8. Il résulte des dispositions précitées, eu égard au caractère subsidiaire de l'allocation du revenu de solidarité active par rapport à toutes les autres prestations sociales, législatives, réglementaires et conventionnelles dont peut bénéficier un allocataire, que la détermination des droits au revenu de solidarité active du requérant est subordonnée à l'obligation qui lui est faite par les dispositions précitées de l'article L. 261-10 du code de l'action sociale et des familles de faire valoir au préalable ses droits à la retraite.

9. Il résulte de l'instruction que le président du conseil départemental du Val-d'Oise a rejeté le recours administratif préalable formé par M. B à l'encontre de la décision du 8 février 2021 lui refusant le bénéfice du revenu de solidarité active au motif qu'il n'avait pas effectué en temps utile les démarches pour faire valoir ses droits à la retraite. En l'espèce, il résulte de l'instruction que M. B, né le 24 septembre 1950, et Mme B, née le 21 février 1951, étaient, à la date de la demande de revenu de solidarité active, tenus de faire valoir leurs droits à la retraite. En outre, alors que M. B a été invité, par courriers des 2 et 28 janvier 2020 de la caisse d'allocations familiales du Val-d'Oise à fournir une copie de la notification d'attribution ou de refus de la pension de retraite et de l'allocation de solidarité aux personnes âgées pour lui et sa conjointe, il résulte de l'instruction que M. B n'a présenté une demande d'attribution de l'allocation de solidarité aux personnes âgées qu'à la date du 18 décembre 2020. Dans ces conditions, n'ayant pas satisfait à l'obligation sus rappelée dans les délais impartis, dont M. B ne peut s'affranchir, quelle que soit sa situation, c'est à bon droit, que le président du conseil départemental du Val-d'Oise a rejeté son recours administratif formé à l'encontre de la décision du 8 février 2021 refusant de lui attribuer le revenu de solidarité active. En conséquence, les conclusions présentées par le requérant à fin d'annulation de cette décision doivent être rejetées ainsi que, par voie de conséquence, ses conclusions à fin d'injonction et celles présentées sur le fondement de l'article L. 761-1 du code de justice administrative et de l'article 37 de la loi du 10 juillet 1991.

D E C I D E :

Article 1er : La requête de M. B est rejetée.

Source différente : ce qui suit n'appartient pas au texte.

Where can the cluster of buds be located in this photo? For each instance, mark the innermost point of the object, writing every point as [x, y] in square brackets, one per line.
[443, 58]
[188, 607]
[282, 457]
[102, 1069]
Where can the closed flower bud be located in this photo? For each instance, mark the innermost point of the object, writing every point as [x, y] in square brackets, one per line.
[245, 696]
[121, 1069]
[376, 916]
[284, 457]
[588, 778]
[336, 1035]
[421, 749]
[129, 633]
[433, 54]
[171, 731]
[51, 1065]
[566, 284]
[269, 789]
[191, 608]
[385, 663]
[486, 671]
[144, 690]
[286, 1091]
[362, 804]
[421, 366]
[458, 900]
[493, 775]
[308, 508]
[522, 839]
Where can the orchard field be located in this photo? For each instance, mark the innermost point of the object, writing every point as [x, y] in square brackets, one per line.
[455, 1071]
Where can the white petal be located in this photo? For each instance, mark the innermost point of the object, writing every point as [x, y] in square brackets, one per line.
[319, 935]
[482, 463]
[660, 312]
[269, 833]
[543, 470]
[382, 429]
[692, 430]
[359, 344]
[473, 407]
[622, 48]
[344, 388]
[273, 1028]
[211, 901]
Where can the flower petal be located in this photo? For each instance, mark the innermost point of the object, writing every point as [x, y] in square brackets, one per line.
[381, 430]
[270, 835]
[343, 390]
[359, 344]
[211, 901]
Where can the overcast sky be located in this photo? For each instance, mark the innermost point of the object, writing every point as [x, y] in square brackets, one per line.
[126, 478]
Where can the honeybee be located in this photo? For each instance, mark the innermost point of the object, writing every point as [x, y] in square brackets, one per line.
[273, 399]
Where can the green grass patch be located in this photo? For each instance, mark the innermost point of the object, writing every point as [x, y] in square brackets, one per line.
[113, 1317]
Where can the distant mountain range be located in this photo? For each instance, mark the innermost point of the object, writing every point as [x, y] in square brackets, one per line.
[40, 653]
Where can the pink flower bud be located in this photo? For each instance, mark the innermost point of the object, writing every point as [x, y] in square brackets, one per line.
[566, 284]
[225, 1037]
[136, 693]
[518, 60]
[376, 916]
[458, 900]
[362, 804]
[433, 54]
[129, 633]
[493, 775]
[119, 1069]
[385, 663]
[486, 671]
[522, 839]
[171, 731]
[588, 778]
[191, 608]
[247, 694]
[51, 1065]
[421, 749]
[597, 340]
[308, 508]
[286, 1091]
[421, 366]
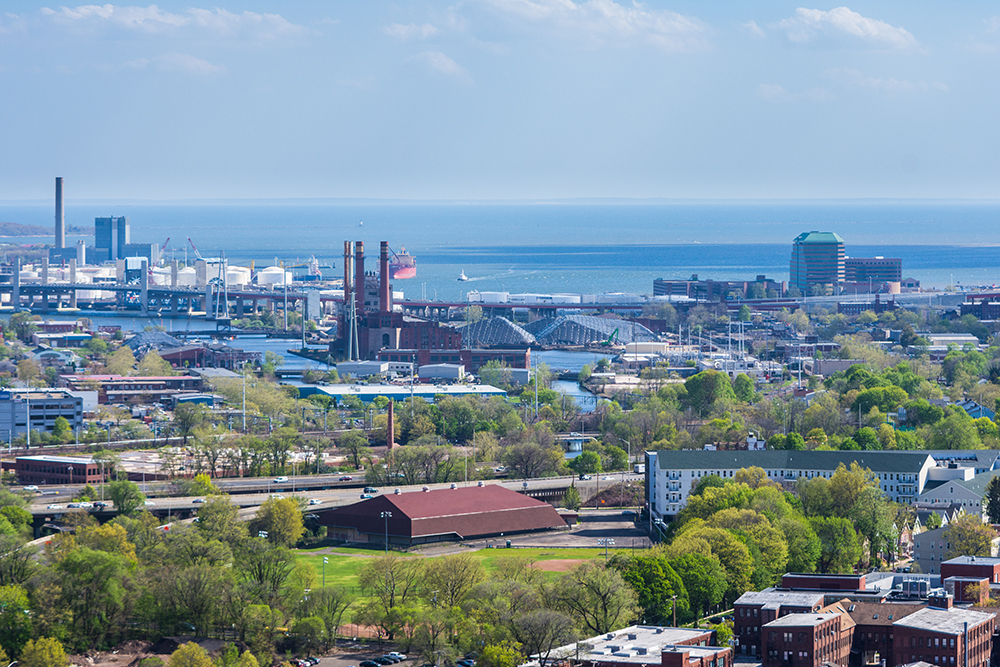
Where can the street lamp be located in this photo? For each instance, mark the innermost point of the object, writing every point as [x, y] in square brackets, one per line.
[606, 542]
[386, 515]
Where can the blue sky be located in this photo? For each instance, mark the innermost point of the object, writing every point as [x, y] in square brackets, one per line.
[500, 99]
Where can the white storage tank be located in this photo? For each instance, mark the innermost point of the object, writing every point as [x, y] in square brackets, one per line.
[187, 277]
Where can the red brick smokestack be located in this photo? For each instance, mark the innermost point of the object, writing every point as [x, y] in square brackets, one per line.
[390, 428]
[384, 293]
[359, 276]
[347, 273]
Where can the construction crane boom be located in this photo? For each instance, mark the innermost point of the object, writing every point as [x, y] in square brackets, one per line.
[195, 248]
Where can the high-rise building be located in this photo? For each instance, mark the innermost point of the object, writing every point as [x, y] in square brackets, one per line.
[817, 264]
[111, 235]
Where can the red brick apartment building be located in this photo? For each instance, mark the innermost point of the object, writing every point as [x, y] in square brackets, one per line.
[754, 609]
[944, 635]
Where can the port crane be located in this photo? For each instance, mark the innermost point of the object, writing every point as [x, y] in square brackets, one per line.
[195, 248]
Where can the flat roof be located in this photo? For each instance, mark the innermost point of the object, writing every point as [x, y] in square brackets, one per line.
[946, 621]
[774, 599]
[799, 620]
[57, 459]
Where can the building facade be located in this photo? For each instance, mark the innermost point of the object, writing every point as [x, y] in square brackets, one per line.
[817, 264]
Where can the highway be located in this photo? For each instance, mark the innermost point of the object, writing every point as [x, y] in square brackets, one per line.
[327, 497]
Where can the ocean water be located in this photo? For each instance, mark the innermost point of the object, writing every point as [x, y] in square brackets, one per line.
[581, 247]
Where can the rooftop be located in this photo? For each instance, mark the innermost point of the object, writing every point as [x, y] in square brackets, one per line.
[772, 599]
[951, 621]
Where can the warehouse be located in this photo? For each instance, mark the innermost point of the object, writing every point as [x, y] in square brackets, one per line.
[418, 517]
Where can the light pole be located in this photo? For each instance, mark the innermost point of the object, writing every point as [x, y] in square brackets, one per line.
[605, 542]
[386, 515]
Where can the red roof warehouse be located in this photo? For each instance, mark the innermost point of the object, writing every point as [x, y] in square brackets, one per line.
[445, 514]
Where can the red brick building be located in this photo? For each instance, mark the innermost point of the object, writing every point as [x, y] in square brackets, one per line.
[946, 636]
[824, 637]
[754, 609]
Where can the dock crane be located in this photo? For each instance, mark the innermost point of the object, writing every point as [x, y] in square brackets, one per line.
[195, 248]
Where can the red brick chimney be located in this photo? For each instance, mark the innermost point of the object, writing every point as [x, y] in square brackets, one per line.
[390, 428]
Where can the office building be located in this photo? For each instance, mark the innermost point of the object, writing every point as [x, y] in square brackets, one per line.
[111, 236]
[817, 265]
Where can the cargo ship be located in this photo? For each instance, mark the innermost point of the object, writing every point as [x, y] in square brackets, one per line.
[403, 265]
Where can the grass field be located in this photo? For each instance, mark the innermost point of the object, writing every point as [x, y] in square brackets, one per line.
[342, 570]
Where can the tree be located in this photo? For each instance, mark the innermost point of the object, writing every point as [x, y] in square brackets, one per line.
[839, 548]
[967, 535]
[46, 652]
[543, 630]
[597, 597]
[993, 500]
[281, 518]
[126, 496]
[121, 361]
[704, 580]
[189, 655]
[743, 388]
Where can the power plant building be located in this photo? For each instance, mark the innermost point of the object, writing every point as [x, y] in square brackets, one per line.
[817, 265]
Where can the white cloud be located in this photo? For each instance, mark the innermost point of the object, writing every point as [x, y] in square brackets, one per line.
[808, 24]
[152, 19]
[606, 20]
[177, 62]
[410, 31]
[754, 29]
[853, 77]
[777, 94]
[441, 63]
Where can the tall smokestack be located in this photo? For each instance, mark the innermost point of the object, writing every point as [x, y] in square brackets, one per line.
[60, 216]
[384, 293]
[347, 273]
[359, 276]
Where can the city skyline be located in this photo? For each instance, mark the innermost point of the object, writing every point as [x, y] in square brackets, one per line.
[499, 100]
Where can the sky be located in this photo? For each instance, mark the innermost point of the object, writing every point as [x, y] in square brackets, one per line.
[500, 100]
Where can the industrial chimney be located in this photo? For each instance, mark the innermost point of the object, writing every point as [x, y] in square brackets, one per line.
[347, 273]
[359, 276]
[384, 293]
[60, 216]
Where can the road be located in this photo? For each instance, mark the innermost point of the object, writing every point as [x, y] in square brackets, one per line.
[328, 497]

Article 2 : Le présent jugement sera notifié M. A B et au président du conseil départemental du Val-d'Oise.

Rendu public par mise à disposition au greffe le 18 avril 2023.

La magistrat désignée,

signé

Z. SaïhLa greffière,

signé

S. Lefebvre

La République mande et ordonne au préfet du Val-d'Oise en ce qui le concerne ou à tous huissiers de justice à ce requis en ce qui concerne les voies de droit commun contre les parties privées, de pourvoir à l'exécution de la présente décision.